Putting Sri Lanka on the Rowing Map

2022 sees the first ever appearance for Sri Lanka at a World Rowing Championships thanks to support from World Rowing’s Development Programme.

Last year, the Sri Lankan Rowing Federation recruited Spaniard Pedro Sanz Lopez to develop rowing in the country. Speaking this week in Racice, Pedro explained that whilst Sri Lanka has a long history with rowing, his role is to now get it up to Asian level standard. It is particularly challenging at the moment and the support they have received therefore makes a significant difference.

“At the moment, the economy has been really hard in Sri Lanka. It has been one of the worst economic crises for thirty years, but the Minister of Sport has continued to support us, and the Federation and now we are in contact with World Rowing Development for support and things continue to improve.”

“We got the chance to come here and we are very happy for that. We have a big economic crisis in Sri Lanka so this is a great opportunity to come here. The Minister of Sport in Sri Lanka and the Federation have worked to send us here. World Rowing gave the chance to us, it’s a real impression, so thank you very much for that.”

Sri Lanka has two athletes at these World Rowing Championships and also had two at the recent World Rowing Under 19 Championships. 31-year-old Maheshi Haupe is racing here in the lightweight women’s single sculls. She started rowing in 2013 whilst at University and works as an Army Officer in Sri Lanka. Listening to Haupe, you can tell how much it means to her to have the opportunity to come and compete.

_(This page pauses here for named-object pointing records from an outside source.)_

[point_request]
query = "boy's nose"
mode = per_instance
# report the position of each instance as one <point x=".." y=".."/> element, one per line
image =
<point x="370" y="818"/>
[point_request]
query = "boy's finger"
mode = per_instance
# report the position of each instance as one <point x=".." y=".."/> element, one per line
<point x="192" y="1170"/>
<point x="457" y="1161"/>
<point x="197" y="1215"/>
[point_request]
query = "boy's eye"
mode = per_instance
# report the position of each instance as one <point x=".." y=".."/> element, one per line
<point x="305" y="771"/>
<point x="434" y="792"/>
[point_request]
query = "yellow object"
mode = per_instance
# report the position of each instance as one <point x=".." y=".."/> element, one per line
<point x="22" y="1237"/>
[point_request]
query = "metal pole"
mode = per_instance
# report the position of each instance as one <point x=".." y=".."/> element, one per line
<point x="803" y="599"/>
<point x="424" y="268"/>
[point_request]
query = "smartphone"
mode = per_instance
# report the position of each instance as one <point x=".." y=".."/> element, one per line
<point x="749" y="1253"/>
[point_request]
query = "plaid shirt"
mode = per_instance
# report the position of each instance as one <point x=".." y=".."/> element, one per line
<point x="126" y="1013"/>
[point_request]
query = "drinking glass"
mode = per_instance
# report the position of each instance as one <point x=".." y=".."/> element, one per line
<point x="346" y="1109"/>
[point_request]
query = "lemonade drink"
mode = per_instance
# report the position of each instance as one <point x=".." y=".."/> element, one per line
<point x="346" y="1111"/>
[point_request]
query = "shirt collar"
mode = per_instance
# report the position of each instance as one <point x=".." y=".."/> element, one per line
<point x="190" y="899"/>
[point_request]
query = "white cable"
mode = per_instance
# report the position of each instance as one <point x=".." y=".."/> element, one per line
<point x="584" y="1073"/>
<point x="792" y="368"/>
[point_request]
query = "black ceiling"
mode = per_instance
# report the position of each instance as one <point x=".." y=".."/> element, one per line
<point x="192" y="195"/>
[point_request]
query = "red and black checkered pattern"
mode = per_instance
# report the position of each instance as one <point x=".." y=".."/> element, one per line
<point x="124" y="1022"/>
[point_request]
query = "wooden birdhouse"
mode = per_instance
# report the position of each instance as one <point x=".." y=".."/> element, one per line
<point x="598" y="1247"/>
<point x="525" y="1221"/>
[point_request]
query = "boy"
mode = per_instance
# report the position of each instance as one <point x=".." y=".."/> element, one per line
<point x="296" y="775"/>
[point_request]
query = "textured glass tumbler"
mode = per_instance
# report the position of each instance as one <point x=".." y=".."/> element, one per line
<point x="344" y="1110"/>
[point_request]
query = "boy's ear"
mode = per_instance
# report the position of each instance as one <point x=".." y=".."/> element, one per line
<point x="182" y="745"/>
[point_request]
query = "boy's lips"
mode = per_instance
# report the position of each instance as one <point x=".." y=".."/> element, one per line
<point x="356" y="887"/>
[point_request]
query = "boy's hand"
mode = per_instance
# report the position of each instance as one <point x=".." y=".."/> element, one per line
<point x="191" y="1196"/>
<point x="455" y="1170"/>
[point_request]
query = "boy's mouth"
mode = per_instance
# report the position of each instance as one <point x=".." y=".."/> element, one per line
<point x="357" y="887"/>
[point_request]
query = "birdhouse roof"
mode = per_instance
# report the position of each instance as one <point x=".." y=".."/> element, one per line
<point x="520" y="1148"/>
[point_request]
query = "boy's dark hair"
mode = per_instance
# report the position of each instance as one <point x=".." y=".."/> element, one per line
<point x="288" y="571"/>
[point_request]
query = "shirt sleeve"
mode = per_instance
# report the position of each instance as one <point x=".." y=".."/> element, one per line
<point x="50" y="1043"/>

Sri Lanka’s other competitor is Shanaka Kariyawasam who, aged 34, is from the Sri Lankan Air Force and is equally grateful to be racing in Racice.

Whilst there are only two racing here, the support they have been given has enabled them to grow rowing in Sri Lanka.

“For the first time this year, we had a trial selection. We put everyone for the first time in the singles and these two athletes are the best ones in Sri Lanka”.

“We started with a big crowd. Now, because of the crisis, we have a smaller team – about eight senior athletes, but we are mostly developing the juniors, and we have about 12 athletes. Then in the youth development pool, we have another 12 athletes. So, we are working into a long-term strategy.”

Continuing on longer term goals, Pedro says that their focus is on next year’s Asian Games. “This is why we want to have this international experience and little by little, continue growing”. He continues, “Long term, we are looking to be regular medalists at the Asian Games and we know for that’s 5-6 years’ work. So, all of these young generations that arrive aged 18-20 years old and then we can start to challenge other big nations in Asia that are regular medalists. Also, we want to continue developing individually our athletes and hopefully get the spot for the Olympic qualification.”

Reflecting on the performance of his two rowers so far at the world Rowing Championships, Pedro says “We struggle a lot just to come here, so the moment we crossed the door of the airport, it was already a great performance for us! Technically, their improvement takes much more time than we had so the conditions were challenging and we didn’t see them at their best. We will try to get a spot as high as possible.”

Haupe was also proud of their achievements so far and excited about the future;

“It’s a good thing for us, and Sri Lanka and the Federation and everyone in Sri Lanka who is rowing; they are seeing what is possible. For me, my aim is to get a medal in Asian level first. He [Pedro] came to help us do that and we work hard to get our country higher and get the glory. We are doing our training and get the experience from this competition and next year in Asian games, we try to get a medal for the country.”